Today's guest post is by Sue McClam. When not in the United States, Sue spends a a great deal of the winter months in Huatulco where she teaches her language courses. She has a Master of Arts in Teaching Spanish, and has recently retired after 22 years of teaching at Columbia College in South Carolina. www.huatulcolanguagecourses.com
When I am here in Mexico, I take my time. I put into practice what the Buddhist monk Thich Nhat Hanh tells us about being mindful. I try to remember that “when I am walking, I am walking.” I am present to the sights and sounds of the street, the smell of the flowers, the cracks in the sidewalk. I take a minute to greet my neighbors as they pass by. At home in the US, when I hit the ground in the morning I am already planning my day, three steps ahead.
When I am in the US, I drive a car, my own car. I drive to my destination, complete my errand and return home. Once I close the door, it is highly likely I will not have anyone “popping over” to say hi unless we are on one another’s “to do” list. And when we do find the time to meet, there will be a limit to our time together as pressing schedules will disrupt the conversation just as we settle in.
I will think, as my friend pulls away…in Mexico we would have talked until we were finished. We would not have planned to meet for a specific amount of time or “fit one another in.” Here when I meet someone after work by chance or by design, I do not have a set plan or time allotment in mind. We let the evening unfold. If it’s the weekend that could mean hours under a palapa at the beach, a long meal, a drink (that always includes a limón) and perhaps a walk or a swim as the sun goes down. I do not check my watch. I do not schedule three events for one day. When we are there, we are there; we are not planning the next thing.

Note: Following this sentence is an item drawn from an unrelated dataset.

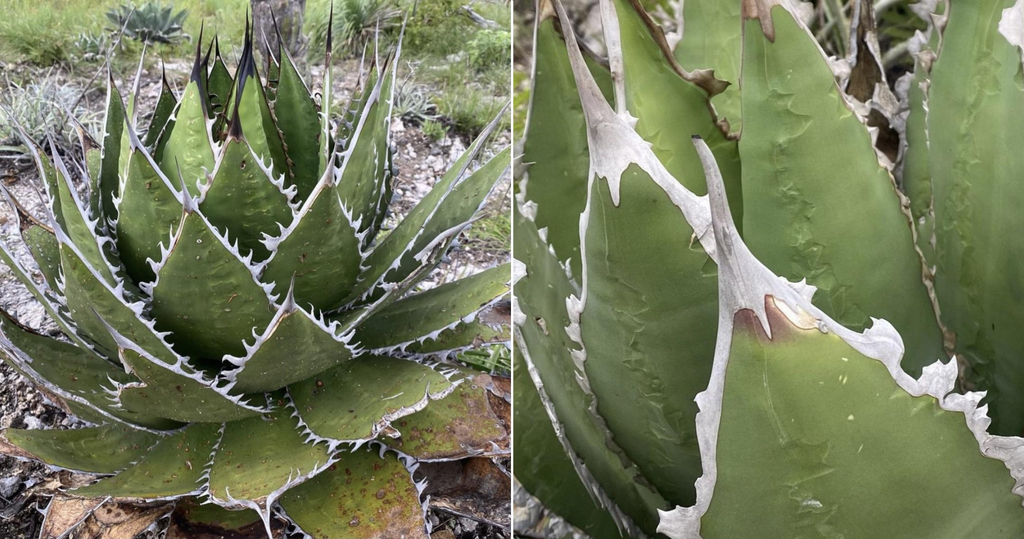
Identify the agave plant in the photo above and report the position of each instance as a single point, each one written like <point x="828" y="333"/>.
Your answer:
<point x="152" y="23"/>
<point x="238" y="328"/>
<point x="759" y="334"/>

As author Wayne Muller puts it, “Life is not a problem to be solved; it is a gift to be opened. The color of the sky, the song of a bird, a word of kindness, a strain of music, the sun on your face, the companionship of friends, the shape of clouds in summer, the red of maples in fall --- these and a thousand tiny miracles punctuate a single day in a precious human life. If we are so preoccupied with plotting our future success or failures, we unintentionally impoverish ourselves by ignoring the astonishing harvest of these small gifts, piled one upon the other, that accumulate without our awareness or acknowledgement.”
Perhaps this time when I return in May, I will concentrate on being mindful in the US too.